F35 üretiminden çıkmak ya da çıkarılmak ne bizim ne de ABD’nin yararına olmaz. Bir yanda F35 bir yanda S400… Birbirine karşı bu iki sistem nasıl kullanılacak? sorusu pratikte haklı bir soru. Diğer yandan Türkiye güvenliğini sağlaması için araçları çeşitlendirme konusunda da haklı. Bu sorunu çözerken stratejik davranmakta fayda var.

Suriye, Türkiye için Suriye’den öte bir sorun  

Suriye tüm bu denklemin içinde nasıl bir yerde duruyor? 

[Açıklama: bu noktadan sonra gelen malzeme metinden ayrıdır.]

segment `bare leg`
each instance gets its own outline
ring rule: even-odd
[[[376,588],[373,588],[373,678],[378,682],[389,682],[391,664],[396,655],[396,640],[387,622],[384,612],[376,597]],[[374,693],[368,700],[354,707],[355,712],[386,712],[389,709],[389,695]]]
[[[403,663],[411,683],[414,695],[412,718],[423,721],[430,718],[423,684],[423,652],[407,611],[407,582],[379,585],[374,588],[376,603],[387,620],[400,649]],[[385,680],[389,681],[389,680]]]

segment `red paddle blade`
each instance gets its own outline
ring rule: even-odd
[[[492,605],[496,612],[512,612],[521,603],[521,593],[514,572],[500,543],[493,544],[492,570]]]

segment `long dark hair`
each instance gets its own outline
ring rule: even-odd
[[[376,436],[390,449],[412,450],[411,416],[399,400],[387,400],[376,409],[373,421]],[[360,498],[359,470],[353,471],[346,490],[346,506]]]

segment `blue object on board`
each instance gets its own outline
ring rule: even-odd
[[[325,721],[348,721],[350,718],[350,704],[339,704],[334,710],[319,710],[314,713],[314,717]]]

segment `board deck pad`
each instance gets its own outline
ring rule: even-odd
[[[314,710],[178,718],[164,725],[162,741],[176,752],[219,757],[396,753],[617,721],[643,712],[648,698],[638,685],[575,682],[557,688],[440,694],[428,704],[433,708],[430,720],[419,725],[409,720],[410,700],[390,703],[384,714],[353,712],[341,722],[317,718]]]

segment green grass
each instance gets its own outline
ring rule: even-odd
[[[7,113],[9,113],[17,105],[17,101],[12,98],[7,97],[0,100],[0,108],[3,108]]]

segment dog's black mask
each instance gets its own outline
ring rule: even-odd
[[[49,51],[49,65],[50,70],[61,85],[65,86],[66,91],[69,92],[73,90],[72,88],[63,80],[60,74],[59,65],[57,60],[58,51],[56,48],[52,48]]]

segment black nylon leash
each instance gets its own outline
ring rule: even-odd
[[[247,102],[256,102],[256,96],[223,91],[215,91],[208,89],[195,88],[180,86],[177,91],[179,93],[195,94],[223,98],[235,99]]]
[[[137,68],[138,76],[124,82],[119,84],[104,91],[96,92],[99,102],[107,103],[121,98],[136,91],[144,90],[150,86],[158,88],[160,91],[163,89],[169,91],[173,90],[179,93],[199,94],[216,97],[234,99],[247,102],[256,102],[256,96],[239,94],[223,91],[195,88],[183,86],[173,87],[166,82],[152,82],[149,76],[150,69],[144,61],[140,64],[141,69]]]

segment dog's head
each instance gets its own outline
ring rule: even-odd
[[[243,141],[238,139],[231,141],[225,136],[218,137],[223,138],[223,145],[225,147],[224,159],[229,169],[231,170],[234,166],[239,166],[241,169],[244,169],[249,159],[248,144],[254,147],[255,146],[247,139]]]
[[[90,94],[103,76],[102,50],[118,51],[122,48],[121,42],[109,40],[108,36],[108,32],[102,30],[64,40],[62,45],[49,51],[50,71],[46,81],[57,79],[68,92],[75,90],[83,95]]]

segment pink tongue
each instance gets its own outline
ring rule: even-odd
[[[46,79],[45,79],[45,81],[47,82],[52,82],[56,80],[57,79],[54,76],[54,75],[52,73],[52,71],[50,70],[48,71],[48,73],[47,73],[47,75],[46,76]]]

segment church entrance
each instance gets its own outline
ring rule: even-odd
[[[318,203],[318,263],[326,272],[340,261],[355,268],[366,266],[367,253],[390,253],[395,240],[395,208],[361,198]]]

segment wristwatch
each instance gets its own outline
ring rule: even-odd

Suriye, devletlerin ve devlet dışı aktörlerin güçlerini, kabiliyetlerini, araçlarını test ettikleri bir deneme tahtasına dönüştü. Farklı aktörlerin dahil olduğu hem karadan konvansiyonel silahlarla küçük gruplar arası çatışmaların olduğu hem de yeni teknolojilerin kullanıldığı bir savaş. Özellikle ABD ile Rusya’nın birbirlerine karşı güçlerini test ettikleri bir alan. Rusya, ABD’ye “Bu dünya tek kutuplu değil biz de varız” diyor. Coğrafi olarak Suriye’de olan ama konusu Suriye’nin çok dışında kalan bir savaş bu. Kim hangi tarafta belli değil. Onlar da zaman zaman yön değiştiriyorlar. DEAŞ söylemde herkesin ortak düşmanı ama çıkarlar doğrultusunda onlarla ilişki kuruluyor. Suriye’de ayakta olan bir de Şam rejimi var. DEAŞ, eskisi kadar güçlü değil. Ama bölgede başka radikal ve etnik temelli gruplar var YPG gibi. Herkes ben buradan ne koparabilirim anlayışı ile politika yürütüyor. Kısa sürede köklü bir çözüm gelmeyecektir. Suriye’de ne olduğu Türkiye için öncelikle sınır güvenliği anlamında önemli. İkinci olarak Türkiye’nin de bölgesel bir güvenliğe ihtiyacı var. Ki gücünü başka şeylere yöneltsin ve ekonomik kalkınma sağlayabilsin. Türkiye Suriye’deki durumun Rusya ile ABD arasında bir güç mücadelesi olduğunu görüyor. Bunun sonuçları doğrudan Türkiye’yi ilgilendiriyor. Suriye’den kaçanlar ülkemize sığınıyor. Bunların barınması, entegrasyonu, ülkelerine dönecekler ise güvenlik meselesi Türkiye üzerinde her anlamda bir yük. Suriye Türkiye için Suriye’den öte bir sorun. Dolayısıyla Türkiye’nin Suriye ile yakından ilgilenmesi kaçınılmaz. Türkiye’nin bu konuda uzun vadeli bir plan yapması ve mesafeli bir yerde durması şart.